The following table compares the implementation issue types against the various implementation approaches, and also provides suggested tools for monitoring the issues:
Implementation issue | Approaches affected | How to monitor issue |
---|---|---|
Structural changes | Per state data clustering. Likely to happen if entities change state often. | Use the CPU Usage Profiler module and Entities Structural Changes profiler module to monitor structural changes. |
Data fragmentation | Per state data clustering. Might happen if there are many states and few entities. | Use the Archetype window to measure chunk use. For more information, refer to Managing chunk allocations. |
Unneeded data fetching | All approaches: - Per state data clustering: Might happen if there’s high data fragmentation - Per state data branching: Likely to happen if there are several chunks with few entities in the desired state, or if a high number of entities are in a idle or no-op state. - Per-FSM data branching: Likely to happen if a high number of entities are in a idle or no-op state. Unity might fetch data for all states might also, unless you use IJobChunk . |
Use cache miss native profilers such as VTune or Instruments. |
Repeated data fetching | Per state data branching.

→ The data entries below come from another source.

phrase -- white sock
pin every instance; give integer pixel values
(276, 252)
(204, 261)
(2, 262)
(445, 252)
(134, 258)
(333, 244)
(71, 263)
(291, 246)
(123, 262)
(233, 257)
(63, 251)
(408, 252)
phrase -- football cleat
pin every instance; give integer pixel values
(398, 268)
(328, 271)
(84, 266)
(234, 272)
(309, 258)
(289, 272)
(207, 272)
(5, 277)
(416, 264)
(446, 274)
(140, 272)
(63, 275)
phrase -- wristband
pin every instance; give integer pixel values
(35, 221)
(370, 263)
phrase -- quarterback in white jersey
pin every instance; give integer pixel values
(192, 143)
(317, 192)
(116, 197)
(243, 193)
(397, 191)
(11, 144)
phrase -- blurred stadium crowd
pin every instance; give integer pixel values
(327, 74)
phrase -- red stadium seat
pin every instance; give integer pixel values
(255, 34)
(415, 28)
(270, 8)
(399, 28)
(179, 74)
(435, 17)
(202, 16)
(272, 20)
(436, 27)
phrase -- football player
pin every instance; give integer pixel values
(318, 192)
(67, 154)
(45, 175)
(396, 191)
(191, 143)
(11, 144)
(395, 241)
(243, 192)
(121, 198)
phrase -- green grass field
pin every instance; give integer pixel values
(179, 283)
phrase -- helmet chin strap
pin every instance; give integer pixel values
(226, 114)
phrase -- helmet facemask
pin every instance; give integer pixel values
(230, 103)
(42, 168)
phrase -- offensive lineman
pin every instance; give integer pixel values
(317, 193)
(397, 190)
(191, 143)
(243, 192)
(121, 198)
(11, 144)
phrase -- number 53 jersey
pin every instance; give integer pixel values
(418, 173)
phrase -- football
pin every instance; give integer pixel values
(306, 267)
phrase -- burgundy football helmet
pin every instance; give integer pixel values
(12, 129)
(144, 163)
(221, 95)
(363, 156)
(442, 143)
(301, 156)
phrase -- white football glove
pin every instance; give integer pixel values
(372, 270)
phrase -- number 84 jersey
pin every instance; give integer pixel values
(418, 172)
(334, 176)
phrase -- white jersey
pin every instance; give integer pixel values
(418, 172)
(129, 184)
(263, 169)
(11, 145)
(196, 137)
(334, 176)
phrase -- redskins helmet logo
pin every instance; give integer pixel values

Likely to happen if there’s more than one state aside from the no-op state. | Use cache miss native profilers such as VTune or Instruments. |
Job overhead | All approaches: - Per state data clustering and Per state data branching: Might happen if several states aside from the no-op state exist. - Per-FSM data branching: Minimal because the approach requires just one job. |
Use native profilers to find scheduling methods. For more information, refer to Job overhead. |
Complex dependencies | All approaches: - Per state data clustering and Per state data branching: Might happen if the jobs need access to most entities' components. - Per-FSM data branching: Likely to happen if access to most entity’s components is needed in the FSM jobs. |
Use the Profiler to find job dependencies and idling systems. |
Triggering reactive systems | Per state data branching and Per-FSM data branching. If using enableable components, this is likely to happen if there are several chunks with few entities in the desired state, but enableable components can skip entire chunks. For the other approaches, Unity bumps version numbers for all entities. |
Monitor reactive systems entities matching their queries in the Systems window and use entities journaling. |
You might encounter more issues if you use more than one FSM in the same entity because states might not be mutually exclusive. This might lead to data fragmentation and repeated data collection. You can split entities to simplify these cases.
The code complexity of each approach might not provide enough performance gains to justify complex code. In this case, single-job branching is the simplest approach. To investigate the best performance approach, profile your application after implementing a state machine.